Every connection runs SET default_transaction_read_only = on before any
query — Postgres itself refuses non-SELECT operations — plus a
statement_timeout of 60 seconds. The guarantee comes from the
database, not the application.
Before anything runs, the generated SQL is parsed with sqlglot in Postgres dialect
and rejected unless it's a single read-only statement. It catches CTEs that try to hide a
DELETE — WITH x AS (DELETE … RETURNING …) SELECT * FROM x — via a recursive
scan, and blocks 8 state-mutating Postgres functions by name.
plus
A third practical guard: every query is shown to you and waits for an explicit
y / yes before it runs. Runs on your machine, against your database — your data
never leaves the box.
How it compares
Vanna, WrenAI and IDE assistants are genuinely good tools — at the jobs they're built for. PromptQuery doesn't win on breadth. It wins on a narrow axis: CLI-first, deterministic, read-only by construction, and built for production scale.

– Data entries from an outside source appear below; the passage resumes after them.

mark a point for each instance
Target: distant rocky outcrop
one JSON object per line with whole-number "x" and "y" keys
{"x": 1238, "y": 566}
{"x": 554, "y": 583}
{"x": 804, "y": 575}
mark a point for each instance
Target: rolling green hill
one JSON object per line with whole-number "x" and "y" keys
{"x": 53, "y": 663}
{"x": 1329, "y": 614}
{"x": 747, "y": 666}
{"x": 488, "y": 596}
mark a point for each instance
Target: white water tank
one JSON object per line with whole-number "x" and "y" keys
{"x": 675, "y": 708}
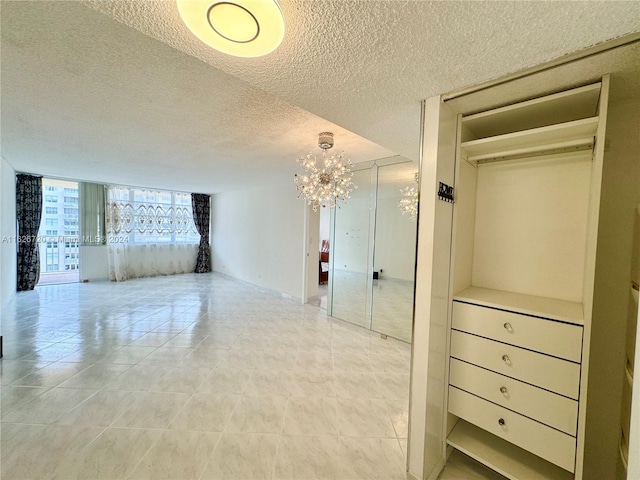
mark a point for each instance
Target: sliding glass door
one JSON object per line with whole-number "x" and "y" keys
{"x": 58, "y": 238}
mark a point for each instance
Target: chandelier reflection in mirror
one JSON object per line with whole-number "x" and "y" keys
{"x": 327, "y": 183}
{"x": 409, "y": 202}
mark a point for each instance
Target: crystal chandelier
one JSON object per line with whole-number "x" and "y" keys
{"x": 409, "y": 202}
{"x": 327, "y": 183}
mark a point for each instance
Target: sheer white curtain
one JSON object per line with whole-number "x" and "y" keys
{"x": 149, "y": 233}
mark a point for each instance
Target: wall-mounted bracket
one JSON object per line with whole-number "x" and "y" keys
{"x": 445, "y": 192}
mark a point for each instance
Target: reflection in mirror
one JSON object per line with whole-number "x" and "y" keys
{"x": 350, "y": 255}
{"x": 394, "y": 251}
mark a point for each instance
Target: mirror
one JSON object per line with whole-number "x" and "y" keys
{"x": 395, "y": 250}
{"x": 350, "y": 254}
{"x": 373, "y": 252}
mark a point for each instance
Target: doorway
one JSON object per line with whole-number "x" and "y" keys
{"x": 59, "y": 234}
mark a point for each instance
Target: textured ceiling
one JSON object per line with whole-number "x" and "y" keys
{"x": 120, "y": 91}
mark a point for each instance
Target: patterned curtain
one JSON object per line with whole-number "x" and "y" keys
{"x": 201, "y": 209}
{"x": 28, "y": 213}
{"x": 149, "y": 233}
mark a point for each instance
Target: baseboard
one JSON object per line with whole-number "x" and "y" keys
{"x": 258, "y": 287}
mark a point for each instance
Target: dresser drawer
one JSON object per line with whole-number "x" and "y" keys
{"x": 554, "y": 410}
{"x": 550, "y": 373}
{"x": 546, "y": 336}
{"x": 552, "y": 445}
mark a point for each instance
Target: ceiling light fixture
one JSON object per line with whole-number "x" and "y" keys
{"x": 243, "y": 28}
{"x": 409, "y": 202}
{"x": 325, "y": 184}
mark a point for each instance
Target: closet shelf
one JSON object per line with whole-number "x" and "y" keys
{"x": 575, "y": 135}
{"x": 505, "y": 458}
{"x": 554, "y": 309}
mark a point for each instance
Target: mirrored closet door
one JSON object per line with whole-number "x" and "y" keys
{"x": 374, "y": 245}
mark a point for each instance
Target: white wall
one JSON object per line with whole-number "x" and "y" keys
{"x": 8, "y": 250}
{"x": 94, "y": 263}
{"x": 258, "y": 237}
{"x": 429, "y": 360}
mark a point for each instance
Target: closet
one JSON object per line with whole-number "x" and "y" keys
{"x": 525, "y": 217}
{"x": 630, "y": 418}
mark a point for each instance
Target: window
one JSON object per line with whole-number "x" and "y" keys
{"x": 141, "y": 216}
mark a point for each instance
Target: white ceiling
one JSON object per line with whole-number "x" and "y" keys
{"x": 120, "y": 92}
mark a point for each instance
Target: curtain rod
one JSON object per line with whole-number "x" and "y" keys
{"x": 564, "y": 60}
{"x": 106, "y": 184}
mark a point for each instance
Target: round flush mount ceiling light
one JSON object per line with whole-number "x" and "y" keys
{"x": 243, "y": 28}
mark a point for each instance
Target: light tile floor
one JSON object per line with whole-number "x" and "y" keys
{"x": 195, "y": 376}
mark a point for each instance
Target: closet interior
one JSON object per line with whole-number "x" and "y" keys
{"x": 527, "y": 193}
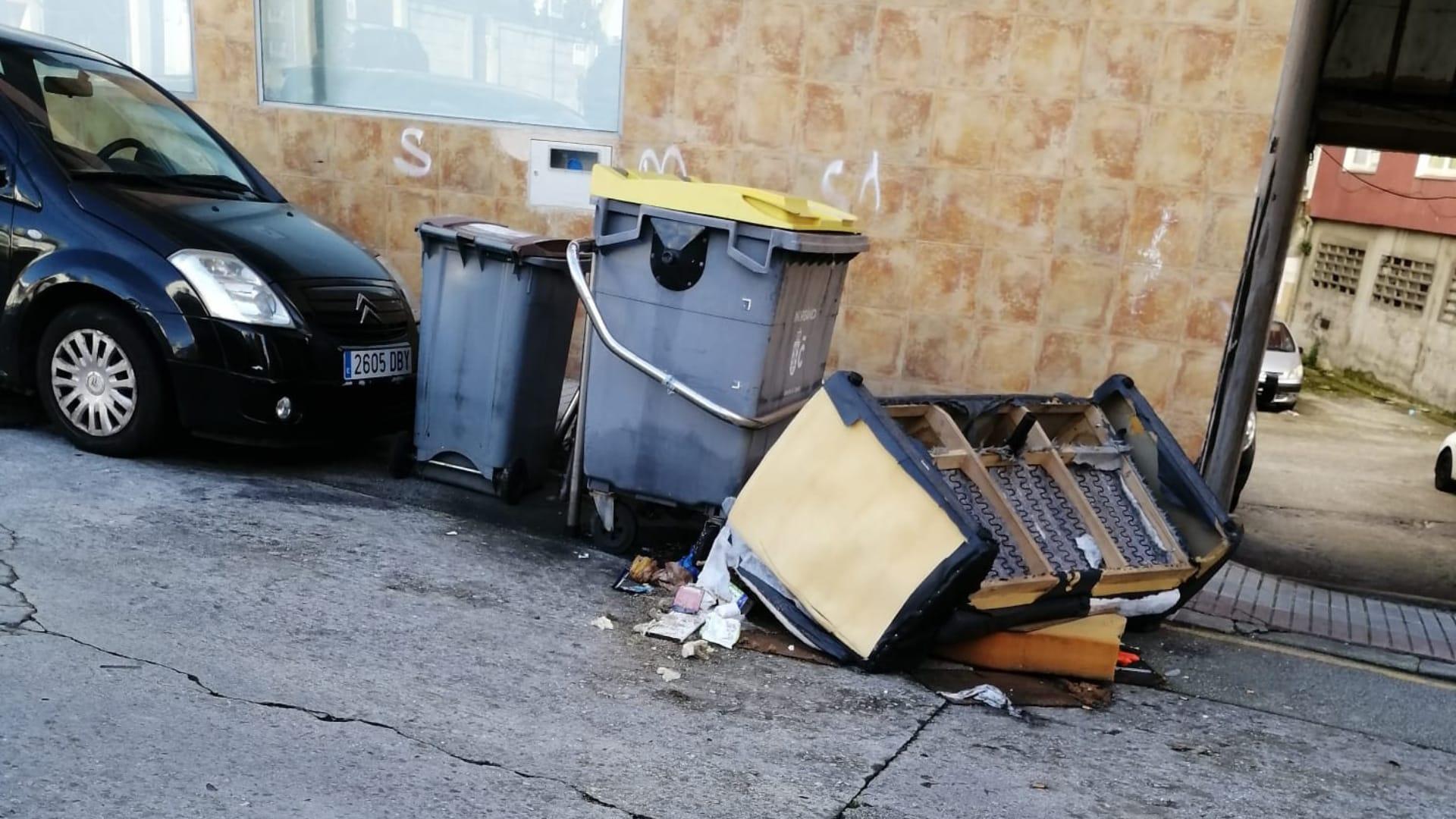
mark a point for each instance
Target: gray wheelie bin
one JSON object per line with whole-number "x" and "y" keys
{"x": 712, "y": 309}
{"x": 497, "y": 309}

| PromptQuery | Vanna | WrenAI | IDE assistants | |
|---|---|---|---|---|
| Form factor | CLI / pipe-friendly | Python library & web | GenBI app & UI | Editor inline |
| Deterministic by default | Yes — temp 0* | Not by default | Not by default | No |
| Read-only by construction | Two independent layers | Depends on setup | Governance-gated | You run what it writes |
| Built for 100s of tables | Retrieval + FK graph | RAG, you train it | Semantic layer, you author it | Whatever's in context |
| Setup before first query | None — connect & ask | Train on your data | Model the semantic layer | None |
| Honest, committed benchmark | Failures included | Accuracy paper | — | — |
| Where they're better | Not for dashboards or BI | Rich RAG, charts, web UI | Dashboards, semantic governance | In-editor, multi-language |
* Best-effort across model snapshots; reasoning models (GPT-5.x / o-series) sample internally and are the explicit exception.
Try it
EMBL-EBI publishes RNAcentral as a public, read-only Postgres database. Install PromptQuery,
set one API key, and point prq straight at it. Same query that's in the demo, on a
real production schema, in under a minute.
Install
pip install "promptquery[openai]"
Set one key
export OPENAI_API_KEY=sk-...
Ask the public RNAcentral DB a question
prq postgresql://reader:[email protected]:5432/pfmegrnargs
Then, at the prompt, ask in plain English — e.g. “how many human sequences are there grouped by RNA type”. PromptQuery shows the SQL and waits for your y.
Public credentials are published by EMBL-EBI for tutorial use. The session is read-only; nothing you do can change it.
What it does NOT do (yet)
SELECT-only, by design.csv / jq / your tool.Naming the weaknesses is the point. It's how you know the strong claims are real.